Les banques centrales ont donc adopté un nouvel ensemble d’outils. L’assouplissement quantitatif, par exemple, par lequel la banque annonce qu’elle achètera des obligations d’État pendant une période prolongée, a en partie fonctionné en engageant la banque à ne pas augmenter les taux jusqu’à la fin de son programme d’achat annoncé. En effet, cela peut être en partie la raison pour laquelle la Fed et la Banque centrale européenne ont tardé à relever les taux lorsque l’inflation a repris fin 2021. Les banques centrales ont également agi de manière à saper les croyances quant à leur détermination à relever les taux, comme lorsque la Fed a arrêté les hausses de taux après que les marchés ont commencé à s’évanouir à la fin de 2018.
Enfin, les banques centrales ont modifié leurs cadres pour y intégrer la tolérance à l’inflation. Un élément clé du nouveau cadre de la Fed, adopté en 2020, était qu’il ne serait plus préventif pour lutter contre l’inflation. Le vieux mantra selon lequel si vous vivez déjà l’inflation, il est déjà trop tard, a été abandonné.

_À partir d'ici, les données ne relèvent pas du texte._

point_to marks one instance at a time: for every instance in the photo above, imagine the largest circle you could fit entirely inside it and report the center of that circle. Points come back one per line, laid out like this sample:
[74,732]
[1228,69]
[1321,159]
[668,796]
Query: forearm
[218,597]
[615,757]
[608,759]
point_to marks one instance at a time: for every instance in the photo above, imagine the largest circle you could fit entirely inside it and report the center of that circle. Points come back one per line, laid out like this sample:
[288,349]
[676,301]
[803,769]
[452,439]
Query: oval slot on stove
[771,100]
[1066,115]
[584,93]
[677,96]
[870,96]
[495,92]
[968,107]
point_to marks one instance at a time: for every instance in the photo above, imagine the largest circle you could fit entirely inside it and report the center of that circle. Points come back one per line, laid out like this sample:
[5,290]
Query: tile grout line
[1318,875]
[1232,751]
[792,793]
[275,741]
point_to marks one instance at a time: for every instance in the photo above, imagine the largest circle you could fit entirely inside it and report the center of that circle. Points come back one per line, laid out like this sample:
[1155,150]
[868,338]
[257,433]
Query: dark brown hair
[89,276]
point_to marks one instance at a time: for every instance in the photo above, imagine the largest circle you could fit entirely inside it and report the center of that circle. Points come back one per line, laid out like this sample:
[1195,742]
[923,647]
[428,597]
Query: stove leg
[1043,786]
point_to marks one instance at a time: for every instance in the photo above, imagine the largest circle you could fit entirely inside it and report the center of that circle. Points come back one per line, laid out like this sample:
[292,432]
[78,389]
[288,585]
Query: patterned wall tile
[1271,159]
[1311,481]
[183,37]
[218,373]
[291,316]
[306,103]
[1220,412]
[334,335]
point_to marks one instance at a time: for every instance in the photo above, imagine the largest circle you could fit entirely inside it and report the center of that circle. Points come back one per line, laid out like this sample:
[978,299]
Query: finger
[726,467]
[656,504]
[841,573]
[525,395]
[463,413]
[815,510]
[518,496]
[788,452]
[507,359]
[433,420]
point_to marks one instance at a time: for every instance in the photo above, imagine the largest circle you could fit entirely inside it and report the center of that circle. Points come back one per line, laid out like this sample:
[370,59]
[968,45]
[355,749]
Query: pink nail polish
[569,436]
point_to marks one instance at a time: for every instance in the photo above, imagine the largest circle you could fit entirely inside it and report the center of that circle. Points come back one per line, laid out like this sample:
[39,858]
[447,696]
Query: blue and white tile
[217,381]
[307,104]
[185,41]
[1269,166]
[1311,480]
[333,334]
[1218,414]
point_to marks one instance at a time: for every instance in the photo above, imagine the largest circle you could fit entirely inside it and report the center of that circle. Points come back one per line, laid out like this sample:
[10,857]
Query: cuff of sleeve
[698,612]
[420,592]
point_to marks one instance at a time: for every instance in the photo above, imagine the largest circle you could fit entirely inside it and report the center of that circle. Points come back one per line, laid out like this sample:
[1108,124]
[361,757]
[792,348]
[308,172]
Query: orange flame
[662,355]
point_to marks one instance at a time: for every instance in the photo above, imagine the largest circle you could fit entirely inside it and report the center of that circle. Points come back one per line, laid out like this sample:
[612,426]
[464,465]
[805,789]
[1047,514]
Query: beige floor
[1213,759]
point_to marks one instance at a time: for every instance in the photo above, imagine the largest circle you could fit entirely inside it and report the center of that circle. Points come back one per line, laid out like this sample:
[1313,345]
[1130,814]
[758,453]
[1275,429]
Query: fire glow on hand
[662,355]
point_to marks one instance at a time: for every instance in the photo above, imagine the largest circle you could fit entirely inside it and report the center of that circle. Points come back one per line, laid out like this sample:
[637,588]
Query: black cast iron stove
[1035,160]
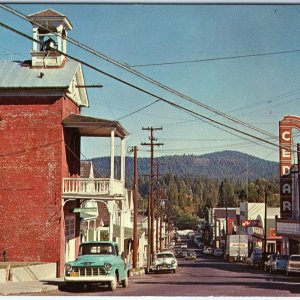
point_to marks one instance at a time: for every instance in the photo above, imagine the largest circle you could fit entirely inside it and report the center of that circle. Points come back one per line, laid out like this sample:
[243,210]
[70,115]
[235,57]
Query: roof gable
[18,76]
[47,13]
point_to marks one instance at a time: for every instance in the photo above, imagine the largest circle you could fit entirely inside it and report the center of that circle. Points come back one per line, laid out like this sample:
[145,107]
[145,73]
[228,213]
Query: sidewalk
[39,286]
[42,286]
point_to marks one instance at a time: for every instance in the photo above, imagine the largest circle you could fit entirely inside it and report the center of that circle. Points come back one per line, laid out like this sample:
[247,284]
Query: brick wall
[32,164]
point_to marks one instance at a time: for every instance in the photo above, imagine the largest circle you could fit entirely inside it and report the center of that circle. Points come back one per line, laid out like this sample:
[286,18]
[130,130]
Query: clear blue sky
[259,90]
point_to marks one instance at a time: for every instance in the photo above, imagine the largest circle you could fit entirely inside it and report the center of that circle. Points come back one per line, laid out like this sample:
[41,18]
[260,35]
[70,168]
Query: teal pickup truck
[97,263]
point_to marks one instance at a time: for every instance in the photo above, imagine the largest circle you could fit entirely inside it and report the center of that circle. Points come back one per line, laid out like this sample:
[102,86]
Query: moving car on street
[267,264]
[218,252]
[279,263]
[164,261]
[255,258]
[191,255]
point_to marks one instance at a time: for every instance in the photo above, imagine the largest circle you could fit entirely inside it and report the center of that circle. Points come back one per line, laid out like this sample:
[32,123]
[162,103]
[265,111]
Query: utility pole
[265,231]
[152,144]
[158,206]
[298,159]
[135,212]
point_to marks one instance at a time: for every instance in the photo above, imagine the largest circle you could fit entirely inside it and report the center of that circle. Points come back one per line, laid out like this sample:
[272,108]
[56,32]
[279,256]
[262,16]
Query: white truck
[236,248]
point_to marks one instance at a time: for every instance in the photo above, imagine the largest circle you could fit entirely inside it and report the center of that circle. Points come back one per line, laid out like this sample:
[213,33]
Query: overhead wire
[198,115]
[215,58]
[141,75]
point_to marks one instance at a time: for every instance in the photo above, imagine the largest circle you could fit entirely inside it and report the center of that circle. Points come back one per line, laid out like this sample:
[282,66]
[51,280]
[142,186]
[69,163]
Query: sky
[242,60]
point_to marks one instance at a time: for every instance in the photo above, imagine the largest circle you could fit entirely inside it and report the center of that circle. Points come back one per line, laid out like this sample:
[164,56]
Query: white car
[164,261]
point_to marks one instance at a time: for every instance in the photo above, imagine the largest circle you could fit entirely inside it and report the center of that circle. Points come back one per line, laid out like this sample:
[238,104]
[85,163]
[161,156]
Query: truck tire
[112,285]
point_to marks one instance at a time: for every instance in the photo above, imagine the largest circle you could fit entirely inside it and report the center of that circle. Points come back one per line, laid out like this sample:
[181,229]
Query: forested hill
[218,165]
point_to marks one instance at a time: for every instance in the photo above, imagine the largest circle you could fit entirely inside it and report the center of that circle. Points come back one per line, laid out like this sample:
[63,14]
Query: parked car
[179,255]
[208,251]
[191,255]
[267,264]
[279,263]
[255,259]
[293,264]
[164,261]
[218,252]
[97,263]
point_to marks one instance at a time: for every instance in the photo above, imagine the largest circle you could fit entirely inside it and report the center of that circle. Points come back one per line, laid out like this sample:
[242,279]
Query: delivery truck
[236,248]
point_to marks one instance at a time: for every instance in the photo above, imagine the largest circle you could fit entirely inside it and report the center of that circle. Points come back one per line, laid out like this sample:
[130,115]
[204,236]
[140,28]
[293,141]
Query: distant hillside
[218,165]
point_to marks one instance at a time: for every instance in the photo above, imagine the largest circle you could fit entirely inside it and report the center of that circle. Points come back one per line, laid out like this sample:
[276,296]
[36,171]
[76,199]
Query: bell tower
[49,28]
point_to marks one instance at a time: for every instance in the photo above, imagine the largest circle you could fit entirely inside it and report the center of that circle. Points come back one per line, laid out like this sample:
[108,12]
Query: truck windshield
[91,249]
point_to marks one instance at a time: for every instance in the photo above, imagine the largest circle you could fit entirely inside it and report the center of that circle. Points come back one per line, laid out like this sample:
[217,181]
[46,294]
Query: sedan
[164,261]
[293,264]
[218,252]
[279,263]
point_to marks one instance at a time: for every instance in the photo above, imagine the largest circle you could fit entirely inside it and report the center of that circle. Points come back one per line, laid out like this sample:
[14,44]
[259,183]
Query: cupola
[49,28]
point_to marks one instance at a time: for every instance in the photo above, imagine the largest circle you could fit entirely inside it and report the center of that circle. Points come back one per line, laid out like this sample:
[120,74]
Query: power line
[138,110]
[214,59]
[195,114]
[141,75]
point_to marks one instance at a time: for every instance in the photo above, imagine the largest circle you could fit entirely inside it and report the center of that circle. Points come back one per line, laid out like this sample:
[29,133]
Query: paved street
[208,276]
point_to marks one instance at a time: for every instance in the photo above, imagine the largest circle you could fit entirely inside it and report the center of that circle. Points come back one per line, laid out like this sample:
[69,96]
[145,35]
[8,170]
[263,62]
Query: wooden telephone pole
[151,144]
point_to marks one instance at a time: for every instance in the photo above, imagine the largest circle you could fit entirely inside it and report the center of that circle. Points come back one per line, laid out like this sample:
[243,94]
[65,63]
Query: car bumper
[163,268]
[292,270]
[101,278]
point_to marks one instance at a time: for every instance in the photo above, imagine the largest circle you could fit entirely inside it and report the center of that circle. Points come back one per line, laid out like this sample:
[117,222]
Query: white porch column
[112,154]
[121,230]
[112,162]
[35,45]
[110,207]
[123,160]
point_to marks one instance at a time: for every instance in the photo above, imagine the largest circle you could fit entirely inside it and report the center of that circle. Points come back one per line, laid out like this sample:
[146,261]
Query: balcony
[92,188]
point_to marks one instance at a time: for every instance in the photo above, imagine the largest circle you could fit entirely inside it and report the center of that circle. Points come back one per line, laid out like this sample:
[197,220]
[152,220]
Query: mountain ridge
[217,165]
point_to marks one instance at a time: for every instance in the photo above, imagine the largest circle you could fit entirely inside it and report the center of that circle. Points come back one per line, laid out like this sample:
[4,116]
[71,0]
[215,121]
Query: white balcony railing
[96,186]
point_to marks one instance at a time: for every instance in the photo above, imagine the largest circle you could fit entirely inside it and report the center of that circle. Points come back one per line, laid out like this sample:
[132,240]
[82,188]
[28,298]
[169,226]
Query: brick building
[40,129]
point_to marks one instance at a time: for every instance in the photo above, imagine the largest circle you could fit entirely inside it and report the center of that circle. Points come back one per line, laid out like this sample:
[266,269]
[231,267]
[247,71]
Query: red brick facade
[33,160]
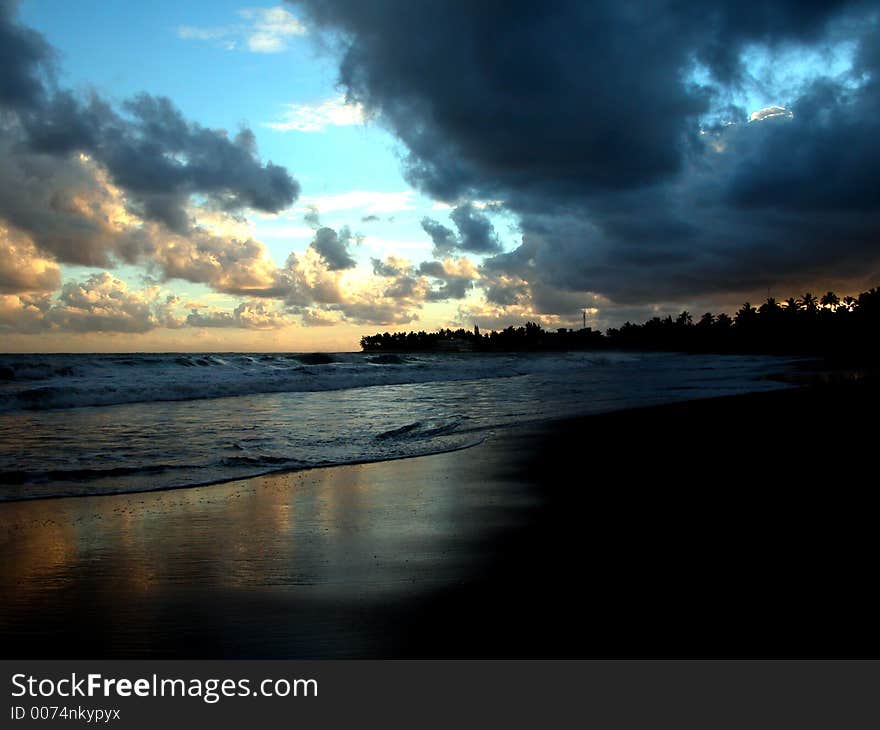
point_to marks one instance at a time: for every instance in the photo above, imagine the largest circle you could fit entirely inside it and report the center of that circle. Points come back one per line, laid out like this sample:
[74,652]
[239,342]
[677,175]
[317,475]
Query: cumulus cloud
[317,116]
[22,268]
[61,153]
[605,127]
[247,315]
[99,303]
[333,248]
[475,233]
[264,30]
[454,277]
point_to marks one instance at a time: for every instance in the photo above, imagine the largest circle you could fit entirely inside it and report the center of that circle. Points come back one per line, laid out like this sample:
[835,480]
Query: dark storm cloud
[158,158]
[453,285]
[475,233]
[333,248]
[602,125]
[24,58]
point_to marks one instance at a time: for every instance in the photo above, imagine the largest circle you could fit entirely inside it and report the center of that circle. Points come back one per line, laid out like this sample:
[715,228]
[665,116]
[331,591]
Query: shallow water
[95,424]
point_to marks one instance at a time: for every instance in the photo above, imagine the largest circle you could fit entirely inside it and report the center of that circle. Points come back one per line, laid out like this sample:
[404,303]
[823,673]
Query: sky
[291,176]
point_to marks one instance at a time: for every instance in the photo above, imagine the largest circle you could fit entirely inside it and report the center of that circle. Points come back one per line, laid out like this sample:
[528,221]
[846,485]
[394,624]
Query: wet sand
[740,526]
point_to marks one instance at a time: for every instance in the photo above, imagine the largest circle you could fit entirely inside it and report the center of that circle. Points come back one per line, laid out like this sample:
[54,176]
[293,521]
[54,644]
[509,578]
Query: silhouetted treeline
[827,325]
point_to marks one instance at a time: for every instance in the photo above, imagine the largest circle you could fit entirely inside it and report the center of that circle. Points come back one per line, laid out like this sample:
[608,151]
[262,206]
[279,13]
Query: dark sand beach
[742,526]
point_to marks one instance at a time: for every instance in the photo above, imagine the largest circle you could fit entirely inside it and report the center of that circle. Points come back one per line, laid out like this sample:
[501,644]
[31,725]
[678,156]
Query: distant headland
[835,327]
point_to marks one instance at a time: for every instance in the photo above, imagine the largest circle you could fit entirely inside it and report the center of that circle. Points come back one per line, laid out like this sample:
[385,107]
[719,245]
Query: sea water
[99,424]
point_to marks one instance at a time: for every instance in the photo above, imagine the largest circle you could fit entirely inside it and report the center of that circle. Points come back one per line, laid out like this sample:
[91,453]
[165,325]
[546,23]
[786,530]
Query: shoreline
[647,532]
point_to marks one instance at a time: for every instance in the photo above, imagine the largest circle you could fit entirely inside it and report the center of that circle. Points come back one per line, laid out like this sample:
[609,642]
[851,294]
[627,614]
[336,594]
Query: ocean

Bien que rien de tout cela n’ait été particulièrement efficace pour faire monter l’inflation, cela a peut-être encouragé le gouvernement à dépenser davantage, sachant que la banque centrale n’augmenterait pas les taux d’intérêt rapidement.
Cas de la pandémie
Lorsque la pandémie a frappé, il y avait peu de contraintes sur les dépenses publiques, ce qui, combiné à la guerre en Ukraine, nous a replongés dans un régime de forte inflation. Mais les banques centrales se retrouvent à nouveau avec le mauvais type de crédibilité, à savoir l’hypothèse qu’elles toléreront l’inflation. Pas étonnant que les marchés continuent d’anticiper les réductions de la Fed, même si la Fed insiste sur le fait qu’elle ne deviendra pas accommodante tant que l’inflation ne sera pas maîtrisée. En somme, la crédibilité de la banque centrale n’est utile que lorsqu’elle est adaptée au régime d’inflation auquel elle est confrontée.
La Fed devrait-elle travailler une fois de plus pour regagner sa crédibilité en tant que faucon de l’inflation ? La crédibilité prend du temps à se construire et les régimes d’inflation pourraient à nouveau basculer. Il n’est pas impensable que le vieillissement des populations, la faible immigration, la démondialisation et le ralentissement de la Chine replongent le monde dans un environnement de faible croissance et de forte inflation.
Néanmoins, les banques centrales seront probablement plus efficaces si elles renouent avec leur engagement à lutter contre une inflation élevée. Et si l’inflation tombe trop bas, peut-être devrions-nous apprendre à vivre avec.
Il est difficile d’affirmer que toute l’activité frénétique du récent régime de faible inflation a été efficace et qu’elle a faussé le crédit, les prix des actifs et la liquidité d’une manière qui nous nuit aujourd’hui. Mais tant que la faible inflation ne s’effondre pas dans une spirale déflationniste rapide, les banques centrales ne devraient pas s’inquiéter outre mesure. Au lieu de cela, ils devraient remettre la responsabilité sur les gouvernements et le secteur privé lorsqu’il s’agit de générer une croissance soutenue.